Bu ruh, ülkenin büyümesi, kalkınması, refahı ve demokratikleşmesi
için yeter de artar.
Devletin yeniden yapılandırılması için ihtiyacımız olan da bu
ruh.
Dış baskılarla, terör örgütleriyle mücadele ederken temel
dayanağımız da bu ruh. O ruhun sigortası Yenikapı meydanıydı.
Yenikapı'da, sahnedeki gerçek liderlerdi.
Nitekim sahnedeki gerçek liderler bu meydana sahip çıkmaya, o
meydanın sinerjisini temsil etmeye devam ediyorlar.
Bir de sahnede eğreti duran ve sahneye hiç çıkamayanlar vardı.
Onların derdi en azından 15 Temmuz'dan önceki üç yıl boyunca çok
netti. FETÖ'cülerle aynı amaca matuf şekilde siyaset yaptılar.
Erdoğan'ı indirmek için uğraş verdiler. Evet, siyasetlerinin
merkezinde bu hedef vardı. Siyasi kimlikleri Erdoğan düşmanlığıyla
şekillendi. Sahi, FETÖ'cüler 15 Temmuz'da neden darbe yapmaya
kalktı? Amaçları neydi? Erdoğan'ı indirmek değil miydi?
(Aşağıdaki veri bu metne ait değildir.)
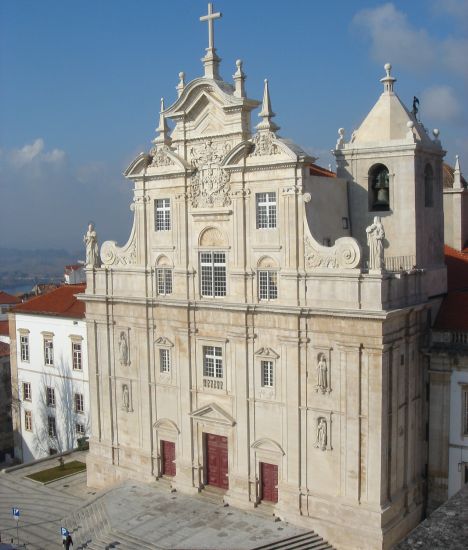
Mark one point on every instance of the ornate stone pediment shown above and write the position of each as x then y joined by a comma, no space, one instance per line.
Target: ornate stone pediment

15 Temmuz'a kadar gayrı milli muhalefet bloğu, aynı amaca hizmet
ettiğini düşündüğü için FETÖ'yle işbirliğine girdi. Siyasal
enerjilerini, varlarını yoklarını gayrımeşru yöntemlerle Erdoğan'ı
indirmek için seferber ettiler.
FETÖ'yle çarpık bir ilişki geliştirdiler.
FETÖ'nün Gezi'deki manipülasyonlarına ortak oldular, 17-25
Aralık'taki kirli operasyonlarına alkış tuttular, söylemlerini
siyaset sahnesine taşıdılar. 2013'ün sonundan 15 Temmuz 2016'ya
kadar "Erdoğan düşmanlığı"yla nefes alıp veren gayrımilli muhalefet
bloğu "darbe girişimi"yle birlikte pozisyon değiştirdi. Ya FETÖ
tarafından kullanıldıklarını darbe gecesi fark ettiler.